However, it turns out that this trade war is about a lot more.
It is about American independence, which should be the real reason patriotic Americans will soon celebrate Independence Day on July 4th.
Few Americans would disagree that our country should be energy independent.
However, as domestic drilling is on the rise, China is dumping drilling equipment in America at prices so low that make it next to impossible for U.S. manufacturers to compete.
Specifically, imports of Chinese-made, lower-end couplings have doubled within the last three years, threatening good U.S. jobs that pay good U.S. wages.
The United States needs to remain the world’s number one superpower overall, but we must maintain our dominance in home-grown energy in particular.

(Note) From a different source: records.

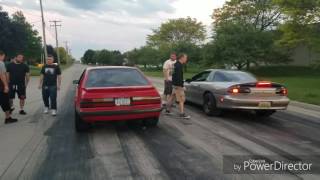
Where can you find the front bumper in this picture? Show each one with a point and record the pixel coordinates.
(252, 103)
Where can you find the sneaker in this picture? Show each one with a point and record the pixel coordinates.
(184, 116)
(22, 112)
(54, 112)
(46, 110)
(167, 112)
(10, 120)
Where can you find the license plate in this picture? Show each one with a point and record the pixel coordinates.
(122, 101)
(264, 105)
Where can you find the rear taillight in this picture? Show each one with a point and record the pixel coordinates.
(146, 100)
(95, 103)
(238, 89)
(264, 84)
(282, 91)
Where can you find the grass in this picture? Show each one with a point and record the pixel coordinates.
(303, 83)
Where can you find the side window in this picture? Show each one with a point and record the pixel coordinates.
(219, 77)
(201, 77)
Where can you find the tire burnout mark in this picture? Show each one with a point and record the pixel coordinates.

To its credit, the Trump administration has applied formidable import tariffs on certain drilling products for gas and oil, but China is dumping finished OCTG couplings (a coupling used to connect two joints of casing or tubing) at prices far below the cost of raw steel needed to produce the couplings.

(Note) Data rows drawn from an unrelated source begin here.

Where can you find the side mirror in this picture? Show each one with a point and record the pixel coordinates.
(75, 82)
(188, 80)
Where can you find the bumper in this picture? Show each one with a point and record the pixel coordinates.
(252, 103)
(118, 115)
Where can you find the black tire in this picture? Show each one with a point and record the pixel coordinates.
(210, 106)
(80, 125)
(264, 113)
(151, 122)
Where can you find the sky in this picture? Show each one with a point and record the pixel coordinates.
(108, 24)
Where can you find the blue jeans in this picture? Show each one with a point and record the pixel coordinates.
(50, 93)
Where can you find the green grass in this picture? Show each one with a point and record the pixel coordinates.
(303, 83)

Machine Products testified at a U.S. Trade Representative (USTR) Section 301 Tariffs Public Hearing on May 17, 2018, and said,
“As the largest independent U.S. OCTG coupling manufacture” it is “operating at under 35 percent” of its capacity.
The reason?
Finished couplings imported from China due to “Chinese government policies.”
Mr. Keough also sees evidence Chinese producers are moving up the production chain to compete in the semi-premium and premium couplings market.

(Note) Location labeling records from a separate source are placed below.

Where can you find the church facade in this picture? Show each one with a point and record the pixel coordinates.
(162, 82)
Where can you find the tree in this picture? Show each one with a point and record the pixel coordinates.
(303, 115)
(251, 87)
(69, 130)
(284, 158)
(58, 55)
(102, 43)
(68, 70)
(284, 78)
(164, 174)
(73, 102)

As a result of unfair and predatory competition from China, AmTex now has less than half of the workers it employed in 2014.
China has also flooded the markets of South Africa and the Middle East with its reversed engineered couplings, depriving American producers of the ability to compete for these and other export markets which would help lower the U.S. trade deficit.
Chinese dumping is occurring at the same time that drilling in the U.S. is increasing, jeopardizing good-paying American jobs.
When China is not dumping its products in our market, it is busy avoiding U.S. import tariffs by trans-shipping its subsidized steel pipes through countries like India and South Korea, which transform couplings and ready them for shipment to American shores.
Indeed, imports of couplings made from Chinese steel from India and Korea have risen over 300 percent.
China is operating out of the playbook it used for electronics, furniture, textiles, apparel, footwear, and the like, which says one must sell at prices low enough to drive out the competition.
Then, after China has driven out the formidable competition, it can control the market it seeks to dominate.
It can then set the terms of pricing, market access and penetration, production quality, and industry and infrastructure standards.
Free trade and free access to the U.S. market is not really free.
The true cost to the consumer is not always in the price tag.
For example, Forbes.com recently reported that those cheap Walmart prices cost U.S. taxpayers $6.2 billion in public assistance.
Nothing is free, and there is no free lunch.
Freedom isn’t free.
Our high national standard of living isn’t, either.
Everything comes with a price, especially when you are doing the right thing and standing up for what is fair and just.
Sometimes that price comes in the form of an occasional higher cost to the consumer for imports or American-made goods.
We need to return the what was once called the “American System” of tariffs on imports we once advocated in Abraham Lincoln’s day.
Doing so would save American jobs and increase government revenue to be used for the general welfare of “We the People” as advocated in the U.S. Constitution.